Ah, grand’mère, si je pouvais vous exposer combien nous nous aimons ; mais je ne peux pas même vous le dire. Alors la jeune fille appuya ses coudes sur ses genoux, mit son visage dans ses mains et se tut.

Au même instant Mila entrait à pas silencieux dans le petit jardin, personne ne l’avait encore aperçu. Son beau visage sur lequel se peignait une grande douleur, était comme défait, ses yeux toujours clairs, étaient voilés ; les boucles de cheveux châtains qui encadraient si bien son beau front étaient cette fois coupés ; au lieu de ce bonnet en peau de loutre qui la parait si fièrement, sa tête était couverte d’un bonnet militaire, orné d’une branche de pin.
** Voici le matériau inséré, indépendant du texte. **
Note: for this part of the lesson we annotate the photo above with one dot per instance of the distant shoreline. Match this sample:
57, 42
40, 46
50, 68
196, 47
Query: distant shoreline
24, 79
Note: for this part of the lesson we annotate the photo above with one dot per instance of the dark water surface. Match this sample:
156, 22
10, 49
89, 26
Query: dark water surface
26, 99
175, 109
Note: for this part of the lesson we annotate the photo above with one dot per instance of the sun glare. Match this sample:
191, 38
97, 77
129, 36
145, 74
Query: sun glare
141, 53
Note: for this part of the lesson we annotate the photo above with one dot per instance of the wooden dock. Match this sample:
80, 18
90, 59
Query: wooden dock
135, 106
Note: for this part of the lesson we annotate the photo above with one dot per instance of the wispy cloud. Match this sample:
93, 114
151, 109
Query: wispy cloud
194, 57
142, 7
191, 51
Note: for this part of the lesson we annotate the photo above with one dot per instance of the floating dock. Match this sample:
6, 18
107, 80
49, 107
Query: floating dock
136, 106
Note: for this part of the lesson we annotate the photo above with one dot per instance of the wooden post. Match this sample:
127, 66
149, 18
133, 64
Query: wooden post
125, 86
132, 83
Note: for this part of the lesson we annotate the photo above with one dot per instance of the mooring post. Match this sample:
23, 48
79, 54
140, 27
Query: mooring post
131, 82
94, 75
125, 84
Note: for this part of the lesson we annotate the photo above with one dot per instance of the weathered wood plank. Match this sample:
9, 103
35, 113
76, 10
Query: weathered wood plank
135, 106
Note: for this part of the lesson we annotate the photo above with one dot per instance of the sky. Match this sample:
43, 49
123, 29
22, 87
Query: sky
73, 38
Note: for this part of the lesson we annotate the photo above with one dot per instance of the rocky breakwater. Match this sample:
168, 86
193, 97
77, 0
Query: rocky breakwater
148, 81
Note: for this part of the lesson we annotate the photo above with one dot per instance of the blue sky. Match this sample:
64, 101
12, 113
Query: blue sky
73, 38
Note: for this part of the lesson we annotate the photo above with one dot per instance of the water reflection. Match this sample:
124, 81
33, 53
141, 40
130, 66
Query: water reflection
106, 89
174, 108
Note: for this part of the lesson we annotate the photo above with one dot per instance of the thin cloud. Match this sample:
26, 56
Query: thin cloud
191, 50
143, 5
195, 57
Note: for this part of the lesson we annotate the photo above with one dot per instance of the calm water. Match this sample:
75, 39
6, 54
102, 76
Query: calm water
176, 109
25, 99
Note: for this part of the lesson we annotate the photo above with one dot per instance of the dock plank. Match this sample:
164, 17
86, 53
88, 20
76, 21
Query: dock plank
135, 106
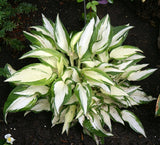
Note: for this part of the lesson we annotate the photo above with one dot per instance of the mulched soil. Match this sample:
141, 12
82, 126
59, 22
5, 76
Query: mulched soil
35, 129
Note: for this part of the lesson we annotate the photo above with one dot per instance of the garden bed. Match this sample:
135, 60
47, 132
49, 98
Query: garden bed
35, 129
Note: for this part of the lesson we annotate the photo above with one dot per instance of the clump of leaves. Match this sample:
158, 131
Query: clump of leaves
92, 7
83, 77
8, 11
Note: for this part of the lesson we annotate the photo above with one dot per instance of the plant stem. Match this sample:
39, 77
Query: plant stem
79, 63
71, 60
85, 17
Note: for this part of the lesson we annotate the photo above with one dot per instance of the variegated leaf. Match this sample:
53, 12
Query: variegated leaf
97, 75
39, 40
140, 97
95, 121
48, 25
34, 74
75, 39
133, 68
31, 90
59, 118
83, 44
84, 94
41, 105
61, 91
69, 118
101, 85
133, 121
124, 65
115, 115
104, 56
61, 36
116, 91
106, 119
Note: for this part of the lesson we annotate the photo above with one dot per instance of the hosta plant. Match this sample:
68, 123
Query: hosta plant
157, 111
81, 77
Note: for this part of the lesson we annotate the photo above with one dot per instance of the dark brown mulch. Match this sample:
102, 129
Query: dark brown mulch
35, 129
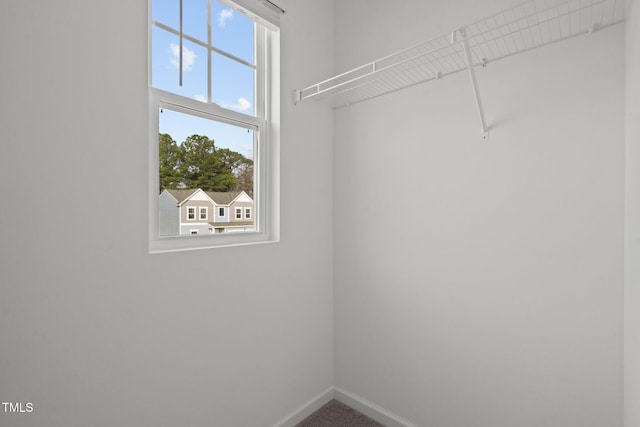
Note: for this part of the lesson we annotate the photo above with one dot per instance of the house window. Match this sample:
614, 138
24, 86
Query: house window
214, 110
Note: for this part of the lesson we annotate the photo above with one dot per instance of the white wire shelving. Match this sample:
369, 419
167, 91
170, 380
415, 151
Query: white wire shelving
527, 26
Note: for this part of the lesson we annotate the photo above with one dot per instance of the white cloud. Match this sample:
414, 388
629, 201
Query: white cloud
241, 105
224, 16
188, 57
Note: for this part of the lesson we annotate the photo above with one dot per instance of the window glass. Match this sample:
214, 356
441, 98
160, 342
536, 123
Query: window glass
232, 32
233, 84
166, 60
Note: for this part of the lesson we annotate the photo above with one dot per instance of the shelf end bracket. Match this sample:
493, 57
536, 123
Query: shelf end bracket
297, 96
474, 83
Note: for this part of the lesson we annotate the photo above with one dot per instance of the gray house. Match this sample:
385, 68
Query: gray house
195, 211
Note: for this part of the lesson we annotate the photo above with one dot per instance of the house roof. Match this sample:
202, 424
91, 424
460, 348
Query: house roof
181, 195
220, 198
223, 198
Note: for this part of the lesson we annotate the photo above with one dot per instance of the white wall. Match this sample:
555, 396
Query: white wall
493, 296
93, 330
632, 234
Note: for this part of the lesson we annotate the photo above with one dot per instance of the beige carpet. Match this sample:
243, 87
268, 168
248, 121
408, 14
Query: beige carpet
336, 414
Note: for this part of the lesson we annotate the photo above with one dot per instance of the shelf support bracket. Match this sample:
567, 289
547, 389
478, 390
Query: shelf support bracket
474, 82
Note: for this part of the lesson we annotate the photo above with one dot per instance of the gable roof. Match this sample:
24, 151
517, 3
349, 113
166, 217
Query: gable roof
218, 197
181, 195
223, 198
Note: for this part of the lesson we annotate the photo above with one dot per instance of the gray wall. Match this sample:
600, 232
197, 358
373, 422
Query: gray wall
632, 259
502, 305
94, 330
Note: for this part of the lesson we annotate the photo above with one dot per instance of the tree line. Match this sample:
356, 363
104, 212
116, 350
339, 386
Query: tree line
198, 163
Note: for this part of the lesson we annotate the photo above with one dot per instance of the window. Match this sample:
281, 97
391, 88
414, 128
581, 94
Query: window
213, 120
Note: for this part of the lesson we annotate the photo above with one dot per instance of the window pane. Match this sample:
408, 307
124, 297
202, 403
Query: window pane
166, 12
232, 32
207, 163
165, 65
233, 84
194, 18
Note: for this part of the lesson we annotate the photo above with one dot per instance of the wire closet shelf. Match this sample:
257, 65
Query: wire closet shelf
527, 26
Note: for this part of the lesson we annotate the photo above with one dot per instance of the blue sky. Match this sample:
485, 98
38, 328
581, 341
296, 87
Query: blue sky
232, 81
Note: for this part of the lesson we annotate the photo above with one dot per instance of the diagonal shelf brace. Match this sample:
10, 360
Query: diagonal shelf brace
474, 82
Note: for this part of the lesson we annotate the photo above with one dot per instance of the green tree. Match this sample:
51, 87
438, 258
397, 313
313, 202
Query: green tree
170, 159
198, 163
239, 167
202, 166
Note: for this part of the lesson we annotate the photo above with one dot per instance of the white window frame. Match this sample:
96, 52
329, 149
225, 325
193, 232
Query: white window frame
265, 125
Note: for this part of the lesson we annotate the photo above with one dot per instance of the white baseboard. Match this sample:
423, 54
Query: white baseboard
358, 403
307, 409
370, 409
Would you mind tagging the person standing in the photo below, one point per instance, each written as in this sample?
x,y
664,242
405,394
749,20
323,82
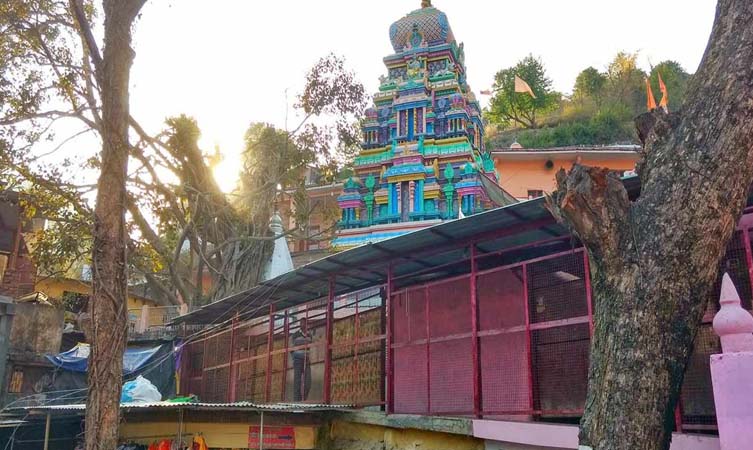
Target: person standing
x,y
301,362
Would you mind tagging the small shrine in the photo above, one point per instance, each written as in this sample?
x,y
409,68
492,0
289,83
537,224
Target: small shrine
x,y
422,157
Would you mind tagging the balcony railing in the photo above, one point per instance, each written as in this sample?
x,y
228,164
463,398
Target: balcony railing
x,y
152,321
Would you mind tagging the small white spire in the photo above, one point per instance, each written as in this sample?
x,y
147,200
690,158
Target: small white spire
x,y
281,262
733,323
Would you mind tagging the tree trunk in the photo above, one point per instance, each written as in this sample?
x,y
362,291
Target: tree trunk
x,y
654,260
108,304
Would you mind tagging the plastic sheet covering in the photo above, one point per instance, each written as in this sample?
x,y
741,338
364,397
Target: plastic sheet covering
x,y
154,362
76,359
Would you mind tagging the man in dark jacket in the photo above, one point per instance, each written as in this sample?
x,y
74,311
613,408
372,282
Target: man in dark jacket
x,y
301,362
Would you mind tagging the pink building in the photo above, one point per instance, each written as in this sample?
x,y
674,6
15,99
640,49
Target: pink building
x,y
488,317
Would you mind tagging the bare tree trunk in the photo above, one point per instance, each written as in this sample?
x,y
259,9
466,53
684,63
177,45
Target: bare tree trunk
x,y
654,260
108,304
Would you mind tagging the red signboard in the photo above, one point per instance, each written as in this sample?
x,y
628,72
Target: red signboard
x,y
273,437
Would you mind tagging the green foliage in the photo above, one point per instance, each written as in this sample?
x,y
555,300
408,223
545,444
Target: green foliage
x,y
674,77
590,86
601,110
510,108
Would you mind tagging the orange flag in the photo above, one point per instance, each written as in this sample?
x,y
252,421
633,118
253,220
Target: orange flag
x,y
664,103
522,86
651,101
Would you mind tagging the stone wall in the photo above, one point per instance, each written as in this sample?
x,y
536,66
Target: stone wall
x,y
37,329
18,279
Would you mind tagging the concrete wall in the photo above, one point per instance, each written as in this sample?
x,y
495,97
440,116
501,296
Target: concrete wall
x,y
55,287
18,279
357,436
37,328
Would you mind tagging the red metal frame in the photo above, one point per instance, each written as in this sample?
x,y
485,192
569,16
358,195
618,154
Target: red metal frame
x,y
476,357
270,340
427,310
589,304
529,349
286,331
231,373
390,404
357,375
328,346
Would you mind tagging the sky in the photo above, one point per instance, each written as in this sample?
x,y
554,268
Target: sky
x,y
229,63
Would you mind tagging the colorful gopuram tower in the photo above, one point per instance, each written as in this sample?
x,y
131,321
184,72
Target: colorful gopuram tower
x,y
422,158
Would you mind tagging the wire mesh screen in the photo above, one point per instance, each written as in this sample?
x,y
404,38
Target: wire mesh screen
x,y
450,356
356,354
506,384
533,347
556,289
560,368
734,263
558,308
697,395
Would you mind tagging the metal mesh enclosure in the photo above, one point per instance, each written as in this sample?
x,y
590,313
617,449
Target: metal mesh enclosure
x,y
236,364
506,379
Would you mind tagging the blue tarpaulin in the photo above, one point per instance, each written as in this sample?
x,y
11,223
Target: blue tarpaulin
x,y
76,359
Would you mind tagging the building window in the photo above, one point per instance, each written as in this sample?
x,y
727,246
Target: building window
x,y
535,193
16,381
315,242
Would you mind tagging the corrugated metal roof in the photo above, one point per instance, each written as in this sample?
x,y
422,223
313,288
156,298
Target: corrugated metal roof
x,y
366,266
276,407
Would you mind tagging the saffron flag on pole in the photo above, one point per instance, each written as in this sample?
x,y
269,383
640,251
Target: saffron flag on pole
x,y
651,103
522,86
664,103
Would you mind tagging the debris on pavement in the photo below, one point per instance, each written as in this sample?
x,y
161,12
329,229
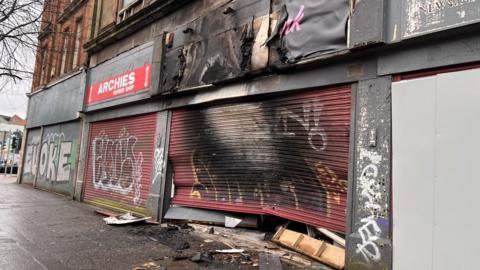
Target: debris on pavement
x,y
127,218
339,240
182,246
232,222
229,251
313,248
267,261
202,257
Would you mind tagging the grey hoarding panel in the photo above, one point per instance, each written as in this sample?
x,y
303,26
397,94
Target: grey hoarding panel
x,y
32,150
58,103
367,24
58,158
413,106
435,172
425,16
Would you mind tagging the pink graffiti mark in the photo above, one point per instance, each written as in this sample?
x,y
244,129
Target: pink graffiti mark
x,y
290,25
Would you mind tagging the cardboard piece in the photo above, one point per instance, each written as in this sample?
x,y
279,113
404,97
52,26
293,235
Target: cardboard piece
x,y
313,248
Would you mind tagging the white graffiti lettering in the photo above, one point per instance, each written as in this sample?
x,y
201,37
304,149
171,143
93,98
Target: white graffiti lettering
x,y
117,167
54,161
310,121
370,188
158,165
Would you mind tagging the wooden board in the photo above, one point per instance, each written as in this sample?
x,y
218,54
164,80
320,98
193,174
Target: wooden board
x,y
314,248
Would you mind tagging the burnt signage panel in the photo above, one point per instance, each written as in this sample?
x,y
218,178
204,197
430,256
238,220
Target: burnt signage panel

À son aspect Barounka fut saisie de crainte ; les bras de grand’mère s’affaissèrent sur son sein ; elle devint toute pâle et elle dit à voix basse : « Que Dieu te console mon pauvre garçon ! » Mais quand Christine eut relevé la tête, et qu’elle vit Mila lui tendre la main en lui disant d’une voix affaiblie : « Je suis soldat ; et c’est dans trois jours qu’il me faut partir pour Königgraetz, elle tomba évanouie dans ses bras.


  1. Ils étaient en différend sur la succession de Bavière, 1777.